55 days after 100cc/kg of a 10% IPFD 5%F68 emulsion, the hepatocytes themselves are very well protected from inclusions of IPFD…. there are some probably, but not many. Hepatocytes themselves look nice, but the clusters of macrophages, without eliciting much of a fibrous tissue response are neatly circumscribed.
If…Then
I sometimes get the uneasy feeling that if i see a pattern in an electron micrograph that someone is going to say, ah thats just fixation artifact… and of course they are right. All testing is “fixation artifact” but its the purview of each observer to determine what is background noise and what is real structure.

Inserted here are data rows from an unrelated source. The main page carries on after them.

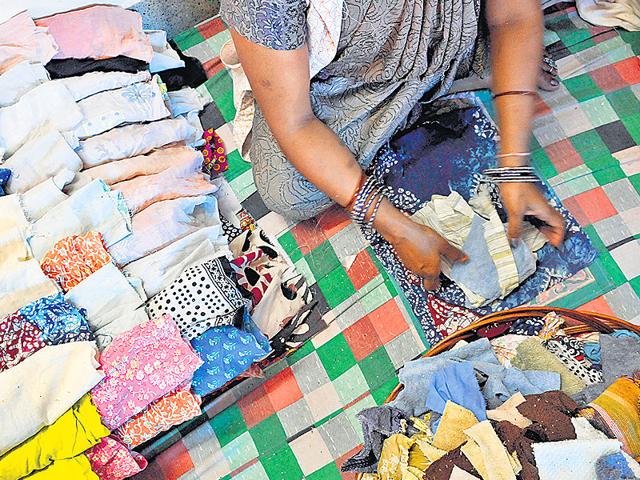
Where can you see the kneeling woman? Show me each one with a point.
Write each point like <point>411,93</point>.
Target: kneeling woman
<point>312,137</point>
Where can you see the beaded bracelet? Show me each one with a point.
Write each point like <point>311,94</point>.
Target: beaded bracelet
<point>511,175</point>
<point>367,202</point>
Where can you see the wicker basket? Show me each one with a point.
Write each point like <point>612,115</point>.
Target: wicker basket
<point>575,323</point>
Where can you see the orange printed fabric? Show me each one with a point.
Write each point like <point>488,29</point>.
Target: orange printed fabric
<point>172,409</point>
<point>74,258</point>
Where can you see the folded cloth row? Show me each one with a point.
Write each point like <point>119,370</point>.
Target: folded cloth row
<point>121,285</point>
<point>500,409</point>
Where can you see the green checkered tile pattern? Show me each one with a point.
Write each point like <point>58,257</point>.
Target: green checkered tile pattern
<point>301,422</point>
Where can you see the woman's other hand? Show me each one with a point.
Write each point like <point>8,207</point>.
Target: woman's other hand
<point>520,199</point>
<point>420,248</point>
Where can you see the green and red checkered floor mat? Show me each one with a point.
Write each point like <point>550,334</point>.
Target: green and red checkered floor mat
<point>301,423</point>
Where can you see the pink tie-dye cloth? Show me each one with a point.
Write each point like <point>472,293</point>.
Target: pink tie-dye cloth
<point>140,366</point>
<point>99,32</point>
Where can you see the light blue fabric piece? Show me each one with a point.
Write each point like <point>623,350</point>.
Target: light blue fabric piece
<point>59,321</point>
<point>227,352</point>
<point>458,384</point>
<point>614,467</point>
<point>480,274</point>
<point>497,383</point>
<point>417,375</point>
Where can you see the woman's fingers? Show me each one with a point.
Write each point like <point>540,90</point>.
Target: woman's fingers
<point>452,253</point>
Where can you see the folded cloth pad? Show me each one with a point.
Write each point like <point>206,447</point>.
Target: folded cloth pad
<point>139,102</point>
<point>113,303</point>
<point>141,365</point>
<point>202,297</point>
<point>45,154</point>
<point>227,352</point>
<point>47,105</point>
<point>142,191</point>
<point>36,392</point>
<point>78,429</point>
<point>495,268</point>
<point>74,258</point>
<point>113,31</point>
<point>162,223</point>
<point>21,40</point>
<point>111,460</point>
<point>93,207</point>
<point>172,409</point>
<point>137,139</point>
<point>18,80</point>
<point>181,158</point>
<point>158,270</point>
<point>96,82</point>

In the case of looking at perfluorochemicals left behind in tissues, consensus says that there is “nothing” in that empty footprint, just the embedding medium (in this case EPON 812). So there is a texture to the embedding medium, no question, but nothing I can perceive, and so easily compared to the texture of surrounding tissues, so that when I see a pattern in the tissue I am pretty convinced that it is the presence of the proteins . (They are influenced by the fixative and type and length of dehydration and other stuff not excluding the warping and shifting under the electron microscope. All those factors play a role). It is one of the reasons that an internal control for size (and i am suggesting background texture) in electron microscopy is really important. I CAN list a short list of variables to be aware of (my knowledge is just observational) which begin even before biopsy, including the time of the last meal, 1) circadian cycle, 2) health of the tissue (in vivo or in vitro –doesn’t matter) 3) mode of analgesia or anesthesia at biopsy (paralytics – solutions with ions (as in perfusion) 4) time till tissue gets into fixative, 5) size of the tissue block, 6) type of fixative, 7) length of time in fixative, 8) length of time and chemicals used for dehydration, 9)type of plastic, 10) section thickness, 11) staining compounds, 12) TEM specs, KV, etc…. so I am willing to accept that not all parameters are under one’s control.
I will however say that the pattern below (in a portion of a macrophage in the liver of a mouse given 10%IPFD in 5%F68, 267 days post infusion) shows a linearity I would not be willing to ignore. low mag micrograph top, for orientation, next below is micrograph of the red box area which shows the periodicity. That is just one of the linear arrangements that are visible in these tissues.
rotated image for easier measuring and comparing the textured are (top box) and the basic epon texture (bottom box).